Она-то, впрочем, утверждала впоследствии, что это не так, что любили мы, конечно, друг друга давным-давно, не зная друг друга, никогда не видя, и что она жила с другим человеком…
<…>
Она оскалилась от ярости, что-то еще говорила невнятно. Затем, сжав губы, она принялась собирать и расправлять обгоревшие листы. Это была какая-то глава из середины романа, не помню какая. Она аккуратно сложила обгоревшие листки, завернула их в бумагу, перевязала лентой. Все ее действия показывали, что она полна решимости и что она овладела собой. Она потребовала вина и, выпив, заговорила спокойнее.
– Вот как приходится платить за ложь, – говорила она, – и больше я не хочу лгать. Я осталась бы у тебя и сейчас, но мне не хочется это делать таким образом. Я не хочу, чтобы у него навсегда осталось в памяти, что я убежала от него ночью. Он не сделал мне никогда никакого зла. Его вызвали внезапно, у них на заводе пожар. Но он вернется скоро. Я объяснюсь с ним завтра утром, скажу, что люблю другого, и навсегда вернусь к тебе. Ответь мне, ты, может быть, не хочешь этого?

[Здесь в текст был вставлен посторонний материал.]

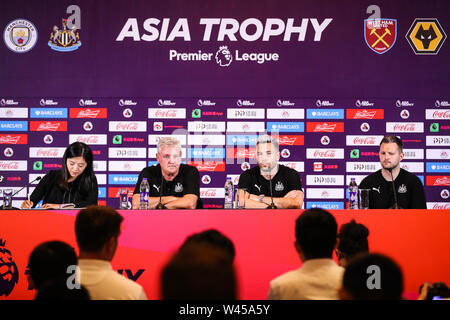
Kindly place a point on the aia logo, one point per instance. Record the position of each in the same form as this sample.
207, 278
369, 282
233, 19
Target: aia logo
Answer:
285, 153
206, 179
8, 152
404, 114
245, 166
325, 140
9, 274
88, 126
48, 139
127, 113
365, 127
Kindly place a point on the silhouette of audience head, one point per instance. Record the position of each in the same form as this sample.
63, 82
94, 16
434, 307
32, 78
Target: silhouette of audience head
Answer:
315, 233
352, 239
49, 261
372, 277
202, 269
213, 238
97, 230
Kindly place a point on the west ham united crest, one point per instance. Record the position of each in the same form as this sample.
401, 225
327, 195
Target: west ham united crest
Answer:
380, 34
65, 39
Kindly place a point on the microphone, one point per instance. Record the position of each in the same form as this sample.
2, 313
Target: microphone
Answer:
395, 192
271, 205
27, 185
160, 206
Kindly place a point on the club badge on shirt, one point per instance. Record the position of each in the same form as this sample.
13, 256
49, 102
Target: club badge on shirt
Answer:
402, 189
178, 187
279, 186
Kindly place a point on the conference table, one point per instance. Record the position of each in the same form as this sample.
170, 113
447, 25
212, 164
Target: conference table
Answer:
418, 240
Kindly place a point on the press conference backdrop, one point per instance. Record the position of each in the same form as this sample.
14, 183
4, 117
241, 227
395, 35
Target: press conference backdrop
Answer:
327, 78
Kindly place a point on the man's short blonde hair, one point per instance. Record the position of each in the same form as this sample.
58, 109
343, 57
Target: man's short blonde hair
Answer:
168, 142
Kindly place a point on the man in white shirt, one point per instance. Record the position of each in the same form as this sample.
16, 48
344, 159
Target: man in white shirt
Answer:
97, 230
319, 277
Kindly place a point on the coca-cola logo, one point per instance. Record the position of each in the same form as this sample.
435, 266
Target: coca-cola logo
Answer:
127, 126
441, 206
208, 193
206, 179
88, 126
9, 139
88, 113
325, 140
285, 153
88, 139
48, 126
207, 166
404, 127
287, 140
324, 153
127, 113
365, 140
48, 139
9, 165
47, 153
441, 114
8, 152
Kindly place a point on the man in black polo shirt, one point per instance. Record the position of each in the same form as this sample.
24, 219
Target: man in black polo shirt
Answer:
286, 185
408, 188
180, 183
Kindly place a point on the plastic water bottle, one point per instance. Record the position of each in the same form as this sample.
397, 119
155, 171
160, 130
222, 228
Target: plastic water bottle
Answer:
144, 191
229, 190
353, 194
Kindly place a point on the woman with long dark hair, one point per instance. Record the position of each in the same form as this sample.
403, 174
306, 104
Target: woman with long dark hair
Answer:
74, 183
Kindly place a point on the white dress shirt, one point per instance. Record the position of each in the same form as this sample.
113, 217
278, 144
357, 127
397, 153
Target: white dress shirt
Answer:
103, 283
316, 279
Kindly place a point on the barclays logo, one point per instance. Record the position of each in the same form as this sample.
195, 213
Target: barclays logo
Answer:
48, 113
129, 179
325, 114
285, 126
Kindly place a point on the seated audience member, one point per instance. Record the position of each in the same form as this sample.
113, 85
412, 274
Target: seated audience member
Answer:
270, 180
319, 277
352, 239
50, 261
97, 231
213, 238
58, 290
199, 271
372, 277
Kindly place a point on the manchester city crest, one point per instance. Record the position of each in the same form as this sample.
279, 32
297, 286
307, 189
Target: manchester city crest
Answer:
64, 39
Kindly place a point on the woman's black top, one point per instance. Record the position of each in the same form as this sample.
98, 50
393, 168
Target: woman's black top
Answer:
49, 191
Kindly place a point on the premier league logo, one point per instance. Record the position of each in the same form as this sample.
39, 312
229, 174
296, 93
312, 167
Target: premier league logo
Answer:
224, 57
9, 274
380, 34
64, 40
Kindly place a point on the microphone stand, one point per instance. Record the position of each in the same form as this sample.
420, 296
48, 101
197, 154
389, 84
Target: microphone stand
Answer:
27, 185
160, 206
395, 192
271, 205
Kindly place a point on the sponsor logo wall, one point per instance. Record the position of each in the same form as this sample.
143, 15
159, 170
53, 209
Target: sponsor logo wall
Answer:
221, 146
201, 78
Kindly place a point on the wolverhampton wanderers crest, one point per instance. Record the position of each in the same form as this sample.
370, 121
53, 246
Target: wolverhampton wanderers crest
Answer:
380, 34
64, 39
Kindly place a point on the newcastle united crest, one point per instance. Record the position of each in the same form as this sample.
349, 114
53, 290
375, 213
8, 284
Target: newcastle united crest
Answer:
380, 34
65, 39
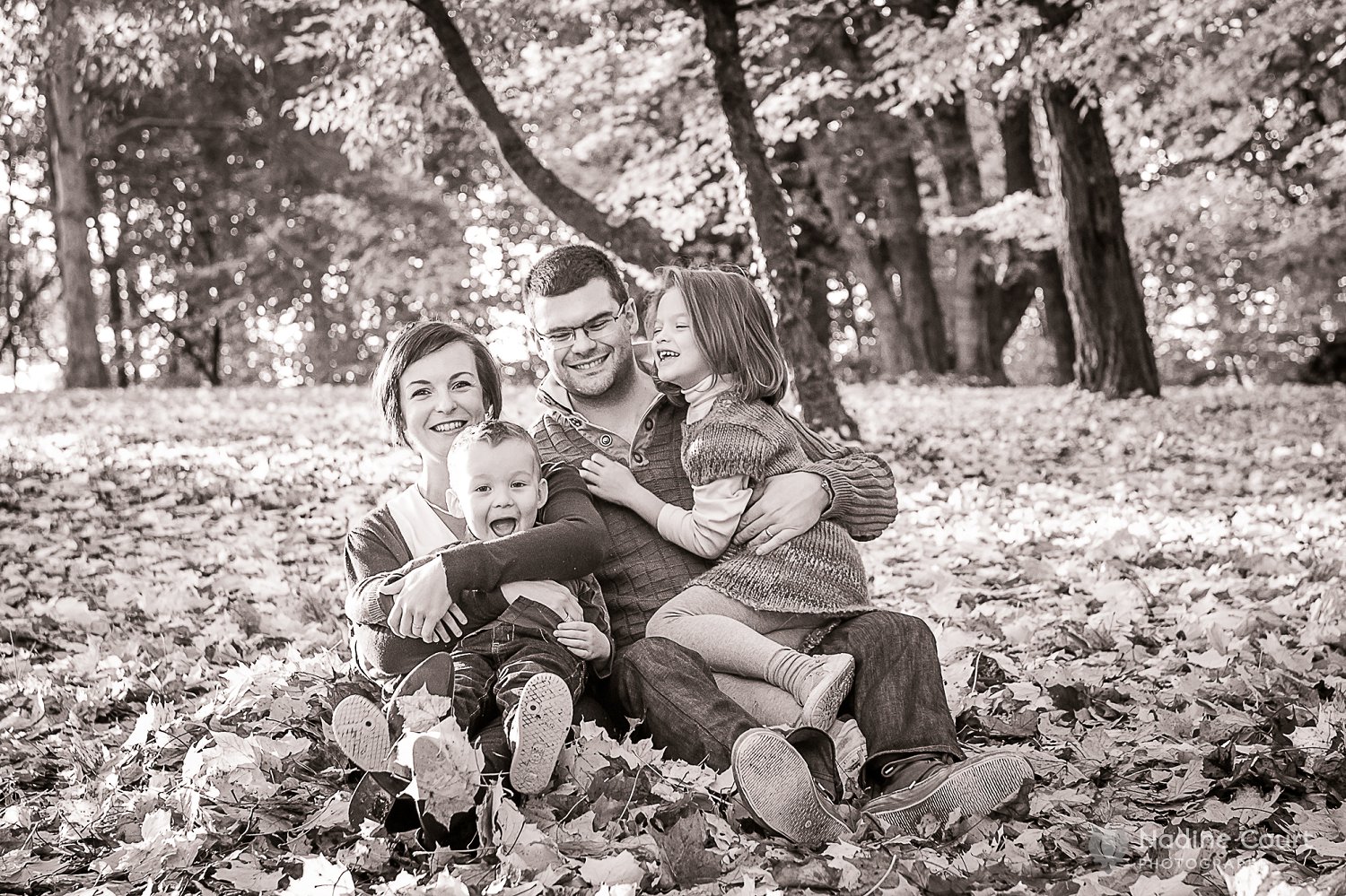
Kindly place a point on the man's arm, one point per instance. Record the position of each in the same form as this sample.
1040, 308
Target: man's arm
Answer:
863, 494
850, 487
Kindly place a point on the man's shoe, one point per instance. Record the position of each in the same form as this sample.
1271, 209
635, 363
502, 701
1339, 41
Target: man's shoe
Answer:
538, 729
361, 731
778, 790
976, 787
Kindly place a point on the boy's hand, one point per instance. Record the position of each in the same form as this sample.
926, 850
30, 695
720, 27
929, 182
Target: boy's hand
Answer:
423, 607
584, 640
608, 479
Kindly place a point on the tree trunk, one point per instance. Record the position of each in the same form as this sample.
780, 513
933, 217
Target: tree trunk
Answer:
73, 204
1044, 268
904, 239
634, 239
890, 330
974, 303
116, 322
1114, 352
878, 148
812, 362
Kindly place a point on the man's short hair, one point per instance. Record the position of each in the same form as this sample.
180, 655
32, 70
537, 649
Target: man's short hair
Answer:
492, 432
568, 268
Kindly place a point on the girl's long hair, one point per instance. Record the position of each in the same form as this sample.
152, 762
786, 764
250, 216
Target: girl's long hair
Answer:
732, 326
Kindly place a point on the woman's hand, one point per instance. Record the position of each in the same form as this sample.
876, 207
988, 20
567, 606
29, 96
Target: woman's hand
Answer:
785, 506
610, 481
423, 607
586, 640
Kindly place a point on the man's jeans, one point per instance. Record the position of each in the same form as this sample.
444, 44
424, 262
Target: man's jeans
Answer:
896, 697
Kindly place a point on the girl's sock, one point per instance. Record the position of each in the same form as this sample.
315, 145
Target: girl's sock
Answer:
786, 669
820, 683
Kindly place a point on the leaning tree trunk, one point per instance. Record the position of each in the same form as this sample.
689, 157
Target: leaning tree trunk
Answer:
882, 182
772, 220
73, 201
1114, 352
1044, 268
975, 301
634, 239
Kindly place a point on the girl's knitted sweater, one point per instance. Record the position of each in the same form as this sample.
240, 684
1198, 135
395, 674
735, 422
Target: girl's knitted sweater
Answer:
818, 570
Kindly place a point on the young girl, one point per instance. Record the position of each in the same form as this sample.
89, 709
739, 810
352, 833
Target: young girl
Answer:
713, 339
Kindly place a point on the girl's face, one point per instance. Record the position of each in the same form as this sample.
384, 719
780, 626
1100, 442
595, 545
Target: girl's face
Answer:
677, 355
441, 395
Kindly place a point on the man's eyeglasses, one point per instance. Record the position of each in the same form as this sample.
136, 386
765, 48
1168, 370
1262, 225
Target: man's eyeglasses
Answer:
594, 328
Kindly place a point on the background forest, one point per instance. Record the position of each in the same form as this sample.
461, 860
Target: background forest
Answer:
1144, 599
215, 191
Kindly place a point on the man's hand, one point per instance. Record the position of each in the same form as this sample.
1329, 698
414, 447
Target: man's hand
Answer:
584, 640
423, 607
608, 479
783, 508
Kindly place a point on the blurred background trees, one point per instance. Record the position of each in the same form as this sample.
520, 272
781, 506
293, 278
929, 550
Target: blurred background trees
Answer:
1117, 194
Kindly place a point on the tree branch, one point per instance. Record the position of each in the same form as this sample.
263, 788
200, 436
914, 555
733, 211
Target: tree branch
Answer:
140, 123
634, 241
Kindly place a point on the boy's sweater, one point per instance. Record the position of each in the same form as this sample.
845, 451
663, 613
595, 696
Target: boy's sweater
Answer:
568, 543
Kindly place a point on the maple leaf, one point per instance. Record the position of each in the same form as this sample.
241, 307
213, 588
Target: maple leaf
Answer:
450, 780
613, 871
161, 848
322, 877
521, 844
683, 853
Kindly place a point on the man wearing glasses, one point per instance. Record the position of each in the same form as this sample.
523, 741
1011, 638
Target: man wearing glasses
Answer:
597, 398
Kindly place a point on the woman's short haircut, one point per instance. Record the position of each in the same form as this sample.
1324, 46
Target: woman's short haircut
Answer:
568, 268
732, 326
417, 341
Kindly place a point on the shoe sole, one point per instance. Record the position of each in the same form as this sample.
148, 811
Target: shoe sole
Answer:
778, 791
977, 790
544, 720
371, 799
361, 731
820, 708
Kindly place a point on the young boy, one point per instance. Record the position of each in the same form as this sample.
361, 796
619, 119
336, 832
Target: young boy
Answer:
528, 664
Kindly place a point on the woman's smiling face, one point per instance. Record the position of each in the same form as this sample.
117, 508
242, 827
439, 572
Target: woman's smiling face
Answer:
441, 395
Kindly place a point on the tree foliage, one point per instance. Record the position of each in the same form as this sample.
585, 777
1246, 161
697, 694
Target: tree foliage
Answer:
1225, 123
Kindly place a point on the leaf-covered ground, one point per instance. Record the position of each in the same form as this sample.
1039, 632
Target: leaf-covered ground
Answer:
1143, 597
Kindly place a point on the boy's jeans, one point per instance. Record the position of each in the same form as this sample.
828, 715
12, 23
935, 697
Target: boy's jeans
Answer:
492, 666
896, 697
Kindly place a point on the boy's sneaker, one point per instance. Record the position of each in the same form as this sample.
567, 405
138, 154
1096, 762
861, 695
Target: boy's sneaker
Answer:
976, 787
824, 688
778, 790
538, 732
361, 731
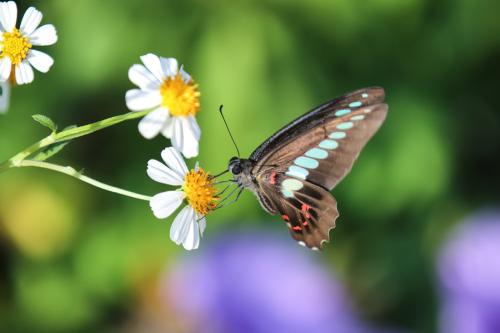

– Бедная моя, бедная, – сказал я ей, – я не допущу, чтобы ты это сделала. Со мною будет нехорошо, и я не хочу, чтобы ты погибала вместе со мной.
– Только эта причина? – спросила она и приблизила свои глаза к моим.
– Только эта.
Она страшно оживилась, припала ко мне, обвивая мою шею, и сказала:
– Я погибаю вместе с тобою. Утром я буду у тебя.
И вот, последнее, что я помню в моей жизни, это – полоску света из моей передней, и в этой полосе света развившуюся прядь, ее берет и ее полные решимости глаза. Еще помню черный силуэт на пороге наружной двери и белый сверток.